The proper response to the charge that respect may be undermined if social customs or legal rules stagnate is twofold:

c First, let the public hold political officials accountable for addressing pressing needs.

c And, secondly, we should never forget there really are “no free lunches.” Promoting respect for the laws may indeed result in delayed responses to some real problems. The Founders were not blind to this, but they made their peace with the fact they were devising institutions for human beings and not gods or angels.

As a general policy, it may be more prudent to promote respectability through continuity than to keep human affairs in continuous flux in an attempt to actualize aspirational principles.

Madison recognized full well what he was saying when he declared the “first object” of the delegates at the Constitutional Convention was to come up with a government that would be able to “control the governed.”

He also knew controlling the governed without reliance on authoritarian institutions would depend on cultivating respect for the laws of the republic. There is a clear correlation between restrictions on personal freedoms, including privacy rights, and the absence of general law-abidingness on the part of the people.

Institutions alone, even if perfectly crafted, will not secure the great aims set out in the Preamble to the Constitution. Good judgment is even more important than sound institutions.

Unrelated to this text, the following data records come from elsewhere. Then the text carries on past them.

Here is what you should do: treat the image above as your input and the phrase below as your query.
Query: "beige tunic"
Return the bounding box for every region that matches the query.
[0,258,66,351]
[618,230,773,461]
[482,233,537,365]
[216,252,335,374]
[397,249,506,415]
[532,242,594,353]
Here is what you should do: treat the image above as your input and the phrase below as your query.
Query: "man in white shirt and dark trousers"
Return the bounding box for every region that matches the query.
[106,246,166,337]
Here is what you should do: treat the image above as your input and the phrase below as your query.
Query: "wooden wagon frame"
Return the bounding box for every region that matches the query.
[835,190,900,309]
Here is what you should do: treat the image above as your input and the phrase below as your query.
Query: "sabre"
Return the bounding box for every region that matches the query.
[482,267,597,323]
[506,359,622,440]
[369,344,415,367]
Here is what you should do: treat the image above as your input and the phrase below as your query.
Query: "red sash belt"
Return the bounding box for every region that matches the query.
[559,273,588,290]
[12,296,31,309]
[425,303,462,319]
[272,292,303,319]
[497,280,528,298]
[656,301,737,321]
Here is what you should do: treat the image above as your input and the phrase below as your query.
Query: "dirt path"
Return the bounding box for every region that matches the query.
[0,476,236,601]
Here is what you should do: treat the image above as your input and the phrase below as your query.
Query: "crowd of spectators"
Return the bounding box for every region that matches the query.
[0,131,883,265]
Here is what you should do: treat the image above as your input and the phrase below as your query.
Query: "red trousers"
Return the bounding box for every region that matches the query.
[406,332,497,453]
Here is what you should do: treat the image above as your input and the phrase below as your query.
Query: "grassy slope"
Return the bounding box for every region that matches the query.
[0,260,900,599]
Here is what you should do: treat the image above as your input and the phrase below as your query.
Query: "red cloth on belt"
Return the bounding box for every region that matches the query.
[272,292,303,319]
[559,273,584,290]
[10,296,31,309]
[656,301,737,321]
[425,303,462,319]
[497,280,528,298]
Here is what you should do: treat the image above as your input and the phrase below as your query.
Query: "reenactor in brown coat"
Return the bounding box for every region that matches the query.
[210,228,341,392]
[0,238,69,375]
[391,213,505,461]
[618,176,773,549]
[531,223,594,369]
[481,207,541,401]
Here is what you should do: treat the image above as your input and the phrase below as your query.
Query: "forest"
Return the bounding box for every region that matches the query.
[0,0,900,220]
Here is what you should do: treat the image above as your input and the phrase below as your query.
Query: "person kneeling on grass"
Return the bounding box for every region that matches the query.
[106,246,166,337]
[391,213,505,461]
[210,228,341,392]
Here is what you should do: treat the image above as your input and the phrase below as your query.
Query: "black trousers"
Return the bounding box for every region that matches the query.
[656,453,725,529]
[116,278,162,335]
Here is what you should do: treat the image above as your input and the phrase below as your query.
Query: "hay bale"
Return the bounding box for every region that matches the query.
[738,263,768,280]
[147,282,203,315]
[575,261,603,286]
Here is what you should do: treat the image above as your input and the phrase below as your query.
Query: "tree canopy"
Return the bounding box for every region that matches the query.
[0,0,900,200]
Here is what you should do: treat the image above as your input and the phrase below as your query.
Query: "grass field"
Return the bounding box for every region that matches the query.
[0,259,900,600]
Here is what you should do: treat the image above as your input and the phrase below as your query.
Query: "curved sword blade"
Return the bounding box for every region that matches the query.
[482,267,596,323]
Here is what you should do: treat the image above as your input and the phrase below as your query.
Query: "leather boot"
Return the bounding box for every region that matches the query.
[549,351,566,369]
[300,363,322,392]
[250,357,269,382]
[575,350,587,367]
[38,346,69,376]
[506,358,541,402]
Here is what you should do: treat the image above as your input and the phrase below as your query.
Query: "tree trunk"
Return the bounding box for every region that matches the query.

Rather than being inconsistent with the principles of the American constitutional order, judicial statesmanship is one of the necessary pieces of our political system.

As in the case of legislative and executive officials, true statesmanship on the part of judges necessitates proper attention to the conditions that make for a decent and competent democracy. Those conditions include a healthy respect for our laws, and that respect is best promoted by the avoidance of a policy of continuous reforms intended to modernize legal rules.

The judiciary should make us think twice or even three times before we redefine words such as “due process of law,” “liberty” or “equality” that appear in the federal and state constitutions. Practices and shared convictions that have survived for generations should not be lightly discarded.

If constitutional and legal principles are to have any stability and credibility, they must have a meaning rooted in something more permanent than the passions of the times.

If we can pour any meaning we wish into constitutional clauses, their value to us is considerably diminished. This is not the same as saying there should never be any movement to modernize legal principles and rules. It is to say significant reformulations or modernization of legal processes should come after deep reflection and proper public deliberation.

Self-government, after all, was one of the great gifts of the Founders. This should be the message the Supreme Court sends when it rules in “culture war” cases, including the Pledge of Allegiance case.

No other institution of government is as well positioned as the judiciary to counsel sobriety and restrain our pursuit of the “new and improved.” To say that this often is a thankless job is an understatement; but it also is an understatement to say it is a supremely necessary job and one elected officials eagerly find excuses to avoid.

Judicial statesmanship of the restraining and sobering variety merits at least two and a half cheers.

David Marion is Elliott Professor of Political Science and director of the Wilson Center for Leadership in the Public Interest at Hampden-Sydney College.